Saturday 30 April 2011

HRH Robyn of Fantasia

Beneath the veneer of bitterness and sarcasm that makes up my outer shell lurks a shameless romantic and starry-eyed believer in happy endings. As a little girl, I not only wanted to be a princess but couldn’t quite imagine any other fate befalling my adult life. I wasn’t entirely sure which princes were available to me, nor did I have a particular preference either way (I was nothing if not pragmatic; it’s good to keep one’s options open) but I spent hours practicing my royal wave and drew up several versions of the speech I would give to my loyal subjects. As I carefully sketched out a selection of wedding gowns with ever-increasing petticoats, my dress swung from mildly spectacular to necessitating its own postcode.

I understood that the road to my future royal happiness would not be easy. I knew I would find myself enduring complications including enchantments, battles, evil step-relations and the occasional power-hungry sorcerer. I was prepared for this. Not for nothing had I scrutinised my Disney videos, bumper book of Hans Christian Anderson fairytales and focused with rapt attention upon the occasional cheerful interlude from the Brothers Grimm. My English teacher had long noted my overactive imagination (positively or negatively, depending on whether it was me or my parents interpreting the carefully-worded reports) and I put it to good use creating scenarios in which my prince and I would meet and fall in love, usually instantaneously.
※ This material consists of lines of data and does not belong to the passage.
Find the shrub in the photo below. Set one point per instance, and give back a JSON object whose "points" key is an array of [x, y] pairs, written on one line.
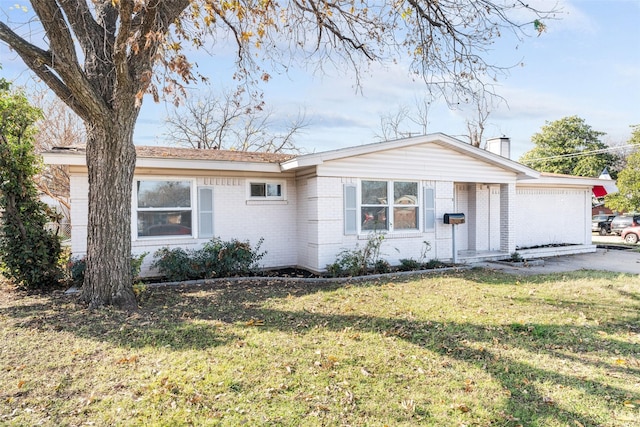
{"points": [[358, 261], [29, 253], [217, 258], [77, 267], [516, 257]]}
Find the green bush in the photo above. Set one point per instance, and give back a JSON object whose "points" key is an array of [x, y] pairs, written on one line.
{"points": [[29, 253], [77, 267], [360, 260], [217, 258]]}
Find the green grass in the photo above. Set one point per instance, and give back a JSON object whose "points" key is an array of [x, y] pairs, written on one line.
{"points": [[476, 348]]}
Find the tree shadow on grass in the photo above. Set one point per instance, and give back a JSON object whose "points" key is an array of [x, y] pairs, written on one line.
{"points": [[188, 318]]}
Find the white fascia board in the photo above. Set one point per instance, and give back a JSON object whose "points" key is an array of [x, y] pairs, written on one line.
{"points": [[173, 163], [71, 159], [568, 180], [441, 139]]}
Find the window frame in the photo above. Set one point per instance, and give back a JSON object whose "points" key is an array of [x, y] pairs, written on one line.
{"points": [[266, 183], [389, 206], [193, 208], [201, 212]]}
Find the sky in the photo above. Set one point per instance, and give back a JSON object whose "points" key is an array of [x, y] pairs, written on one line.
{"points": [[587, 64]]}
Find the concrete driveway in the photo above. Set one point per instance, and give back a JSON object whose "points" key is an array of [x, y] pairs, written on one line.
{"points": [[621, 261]]}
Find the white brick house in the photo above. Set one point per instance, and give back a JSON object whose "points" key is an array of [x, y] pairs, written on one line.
{"points": [[308, 208]]}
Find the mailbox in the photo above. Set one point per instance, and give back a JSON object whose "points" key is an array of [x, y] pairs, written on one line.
{"points": [[457, 218]]}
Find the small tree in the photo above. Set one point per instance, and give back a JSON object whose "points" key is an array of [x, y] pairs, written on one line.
{"points": [[29, 253], [569, 146], [628, 196]]}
The general chit-chat of courtship was skimmed over, the practicalities brushed aside; nasty bits like kissing and stuff were inevitably brief. The dress, flowers, bridesmaids, global media attention . . . the happily ever after . . . these were the focus of my daydreams.

It took me the best part of two decades to appreciate that these dreams and aspirations were, perhaps, a little on the unrealistic side. Princesses don’t generally swear or do tequila body shots. They wear beige twinsets and nude kitten heels, not turquoise ballet pumps with purple tights. It’s not common for them to do a Sunday morning walk of shame through Clapham Junction whilst smeared in gold glitter. They can’t spend a week at Glastonbury or take the tube. They aren’t allowed to dance on a table or go skinny-dipping or flash their bra (deliberately or otherwise). The more I thought about it, the more I realised that actually, I wouldn’t make a particularly good princess. It’s hard work to be married to a prince; far harder than we romantics might ever imagine, especially if you’re what my mother kindly terms “eccentric”. It’ll be a tough man who ever asks me to marry him, should that mystical day arrive . . . a tough man with a character to match my own and ideally without a thousand years of family tradition to which he expects me to adapt.
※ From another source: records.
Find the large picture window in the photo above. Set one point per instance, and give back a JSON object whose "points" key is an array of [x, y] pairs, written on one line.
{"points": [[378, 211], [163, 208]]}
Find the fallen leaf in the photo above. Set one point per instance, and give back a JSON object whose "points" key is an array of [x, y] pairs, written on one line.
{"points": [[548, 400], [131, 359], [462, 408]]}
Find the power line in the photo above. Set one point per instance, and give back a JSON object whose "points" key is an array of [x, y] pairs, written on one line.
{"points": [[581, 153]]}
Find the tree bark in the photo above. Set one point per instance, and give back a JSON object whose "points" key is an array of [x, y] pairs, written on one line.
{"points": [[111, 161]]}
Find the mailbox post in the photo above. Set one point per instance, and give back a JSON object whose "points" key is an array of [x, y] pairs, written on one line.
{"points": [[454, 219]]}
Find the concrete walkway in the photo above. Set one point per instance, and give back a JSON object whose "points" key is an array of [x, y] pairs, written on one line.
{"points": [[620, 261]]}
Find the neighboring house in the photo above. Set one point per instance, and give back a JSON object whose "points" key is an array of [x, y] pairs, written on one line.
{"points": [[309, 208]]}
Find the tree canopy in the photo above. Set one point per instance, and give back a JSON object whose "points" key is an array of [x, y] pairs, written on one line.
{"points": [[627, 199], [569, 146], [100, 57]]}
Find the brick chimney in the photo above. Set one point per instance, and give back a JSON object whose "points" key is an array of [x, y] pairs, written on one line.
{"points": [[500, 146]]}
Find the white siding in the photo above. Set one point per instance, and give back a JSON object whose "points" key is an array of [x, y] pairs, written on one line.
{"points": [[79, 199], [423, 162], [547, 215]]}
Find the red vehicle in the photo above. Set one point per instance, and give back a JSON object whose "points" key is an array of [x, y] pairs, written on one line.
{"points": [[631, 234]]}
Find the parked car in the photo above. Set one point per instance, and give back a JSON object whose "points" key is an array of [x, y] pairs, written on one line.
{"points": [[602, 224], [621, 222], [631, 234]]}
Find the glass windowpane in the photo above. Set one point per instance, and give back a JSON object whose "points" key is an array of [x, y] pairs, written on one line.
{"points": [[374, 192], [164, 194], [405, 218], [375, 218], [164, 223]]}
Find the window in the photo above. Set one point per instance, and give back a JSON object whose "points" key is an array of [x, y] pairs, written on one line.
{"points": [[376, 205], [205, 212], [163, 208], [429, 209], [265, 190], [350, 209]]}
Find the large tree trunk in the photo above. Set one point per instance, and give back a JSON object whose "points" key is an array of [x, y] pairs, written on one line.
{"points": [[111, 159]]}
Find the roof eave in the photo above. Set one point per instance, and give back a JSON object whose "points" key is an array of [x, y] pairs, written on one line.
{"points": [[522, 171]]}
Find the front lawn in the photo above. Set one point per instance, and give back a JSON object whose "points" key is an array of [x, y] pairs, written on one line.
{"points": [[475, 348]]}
And then I saw the wedding. And Kate looked so beautiful . . . and Wills so happy . . . and they still managed a cheeky smile and a wedding car bedecked with balloons and cans . . . and above all, a commoner marrying a prince. And suddenly, it was as if the long and painfully-installed understanding of reality was wiped from my joyful, idealistic, romance-saturated, utterly besotted mind. I’m pretty sure the only way this story will end is with me tying the knot to a member of royalty, dressed in an Alexander McQueen frock (or possibly Vivienne Westwood; equally British, after all, but a little heavier on the ribbons and sequins). Yup, it turns out it’s not so unrealistic a fantasy after all.

Plus, I’m pretty sure Harry doesn’t have a problem with party girls.
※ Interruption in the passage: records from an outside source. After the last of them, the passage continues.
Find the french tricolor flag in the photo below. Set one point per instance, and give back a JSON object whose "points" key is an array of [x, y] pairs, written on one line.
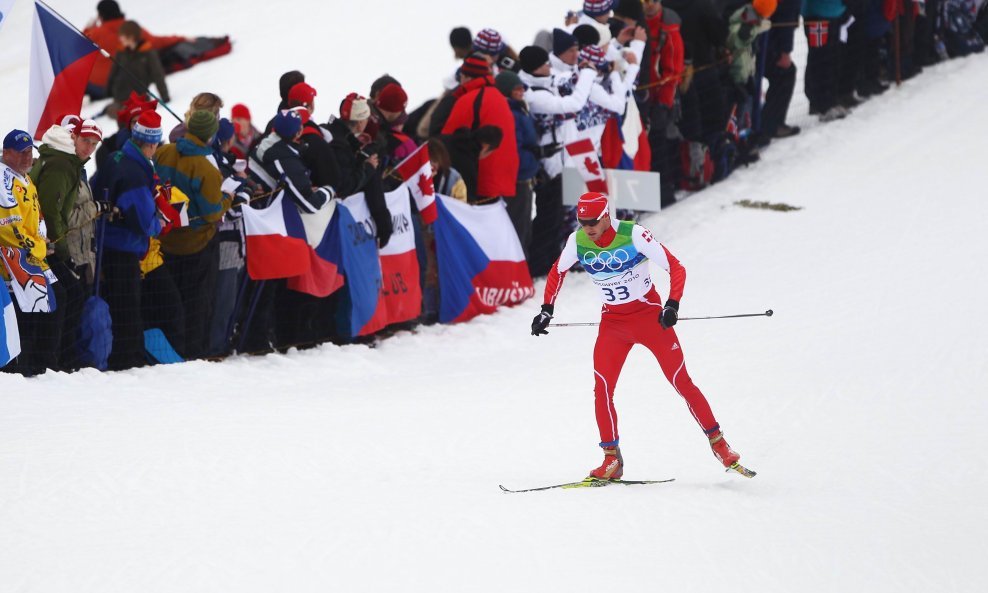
{"points": [[481, 263], [416, 170], [61, 61]]}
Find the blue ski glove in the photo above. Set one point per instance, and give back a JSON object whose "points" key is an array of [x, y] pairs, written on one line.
{"points": [[670, 314], [541, 321]]}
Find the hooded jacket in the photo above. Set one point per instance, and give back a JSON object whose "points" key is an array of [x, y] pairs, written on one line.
{"points": [[187, 165]]}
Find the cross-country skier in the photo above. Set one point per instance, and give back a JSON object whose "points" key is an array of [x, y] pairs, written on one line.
{"points": [[615, 254]]}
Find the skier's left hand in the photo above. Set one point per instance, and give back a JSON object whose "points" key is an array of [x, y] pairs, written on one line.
{"points": [[670, 314]]}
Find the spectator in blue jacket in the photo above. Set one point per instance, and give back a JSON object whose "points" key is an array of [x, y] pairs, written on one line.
{"points": [[780, 71], [529, 152], [128, 181]]}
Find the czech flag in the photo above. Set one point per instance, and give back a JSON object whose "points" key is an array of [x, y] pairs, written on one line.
{"points": [[61, 60], [416, 170], [399, 297], [10, 341], [481, 263]]}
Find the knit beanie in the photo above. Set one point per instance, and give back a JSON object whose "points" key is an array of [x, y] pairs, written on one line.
{"points": [[147, 128], [287, 124], [224, 131], [392, 98], [597, 7], [507, 81], [203, 125], [562, 41], [475, 66], [460, 37], [629, 9], [532, 58], [765, 8], [592, 206], [489, 42], [586, 35]]}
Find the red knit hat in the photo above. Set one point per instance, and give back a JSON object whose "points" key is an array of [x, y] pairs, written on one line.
{"points": [[301, 94], [392, 99], [592, 206], [240, 111]]}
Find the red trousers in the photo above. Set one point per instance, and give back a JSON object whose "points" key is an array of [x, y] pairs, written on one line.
{"points": [[621, 328]]}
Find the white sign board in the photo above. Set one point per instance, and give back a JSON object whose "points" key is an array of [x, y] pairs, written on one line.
{"points": [[633, 190]]}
Anyone fancy a trip to Boujis?

1 comment:

  1. Robyn, I had similar musings as a youngster, but I was a little more ambitious - I had worked out how to become the Queen of England. What would happen is I'd be orphaned somehow, a terrible accident or something I imagine, and would get a job as a cleaner at the 'Queen's house' (I didn't embellish too much on where I thought this was), and then she would become so fond of me that she would adopt me. Soon after she'd pop her clogs and the job would be complete! I was the Queen! Woop! Queen Laura of Liverpool!